Dr. Leslie Walker, chief of the division of adolescent medicine at Seattle Children’s, can’t keep up with requests for presentations on how to talk to kids about pot and its impact on the developing teen brain.
“There’s a huge need, and parents are beginning to wonder, ‘What do I tell my kids?’ ” Walker said. “We’re in this funny spot. We can either be a beacon of how to do this well or an example of what not to do. I’m not sure what side we’re going to be on.”
Nothing better captures the new world of legalized marijuana than the snapshot taken on opening day at Cannabis City, the first of 21 retail stores planned for Seattle. The third person to buy bud there was none other than Pete Holmes, Seattle city attorney.

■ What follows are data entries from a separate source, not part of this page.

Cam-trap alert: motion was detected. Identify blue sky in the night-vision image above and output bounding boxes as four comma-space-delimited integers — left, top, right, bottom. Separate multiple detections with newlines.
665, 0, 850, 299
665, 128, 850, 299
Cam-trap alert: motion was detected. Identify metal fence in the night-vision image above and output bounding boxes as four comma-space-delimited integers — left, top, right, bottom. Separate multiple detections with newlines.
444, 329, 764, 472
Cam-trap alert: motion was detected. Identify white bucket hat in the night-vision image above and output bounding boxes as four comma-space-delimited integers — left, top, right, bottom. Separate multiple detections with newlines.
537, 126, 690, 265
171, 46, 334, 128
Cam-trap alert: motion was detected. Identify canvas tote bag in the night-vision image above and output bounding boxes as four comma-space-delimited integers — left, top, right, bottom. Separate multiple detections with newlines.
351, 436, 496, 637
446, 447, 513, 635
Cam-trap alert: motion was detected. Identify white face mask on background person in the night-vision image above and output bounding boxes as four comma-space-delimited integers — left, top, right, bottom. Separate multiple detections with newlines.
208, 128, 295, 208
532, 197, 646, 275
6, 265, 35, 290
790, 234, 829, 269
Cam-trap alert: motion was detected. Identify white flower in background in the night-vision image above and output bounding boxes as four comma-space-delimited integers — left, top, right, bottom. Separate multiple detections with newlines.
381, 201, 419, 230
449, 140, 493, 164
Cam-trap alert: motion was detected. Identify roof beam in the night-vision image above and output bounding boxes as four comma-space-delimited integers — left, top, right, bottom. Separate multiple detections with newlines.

Voters in Alaska, Oregon and the District of Columbia face ballot measures in November about whether to legalize party pot. Advocates predict legalization could sweep the nation in the same way same-sex marriage did.
“It’s so chic right now,” said Kelly Kerby, a drug and alcohol intervention specialist at Eckstein Middle School in northeast Seattle. “If you’re not pro-marijuana in Seattle right now, you’re the enemy. There’s something wrong with you.”

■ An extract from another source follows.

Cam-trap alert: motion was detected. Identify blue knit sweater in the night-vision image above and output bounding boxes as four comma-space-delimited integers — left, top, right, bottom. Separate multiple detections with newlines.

In 2006, a community coalition was formed to battle underage drinking in the upper-middle-class neighborhood where Kerby now works. Four years later, that group of parents, school administrators, police and health care providers began dealing with a jump in marijuana use by kids.
The reasons are spelled out in the state’s biennial Healthy Youth Survey. Between 2006 and 2012, the percentage of Eckstein eighth-graders who said they had used pot in the previous month had more than doubled, from 4 percent to 10 percent. At nearby Roosevelt High School, pot use rose during the same period from 18 percent to 27 percent for the 10th-graders surveyed.
During that time, the city of Seattle began licensing medical marijuana dispensaries, and the campaign to legalize recreational marijuana ramped up. Now, Kerby said, the controlled substance Eckstein Middle School students are most often found with is marijuana.
“Legalization made an already bad problem worse,” she said. “We’re taking something and we’re making it legal and that means it’s OK.”
Cherylynne Crowther’s daughter is entering Eckstein Middle School this semester. Crowther said she began talking to her 11-year-old about smoking, drinking and sex when Athena was in first grade.
Pot conversations began two years later, when medical marijuana dispensaries began popping up and the family drove by the green-cross establishments.
“It’s a challenge to explain what marijuana does and why anyone wants to do it,” Crowther said. “Why would someone alter their minds?”
Crowther, a 49-year-old media consultant, also struggles with how to warn Athena about accepting treats from kids at school now that marijuana edibles are becoming available. And she wonders how she will ask other parents if they keep pot at home — and if it’s locked up.
“This is all a grand experiment,” Crowther said. “I just don’t want my kids, or anybody’s kids, to be the lab rats.”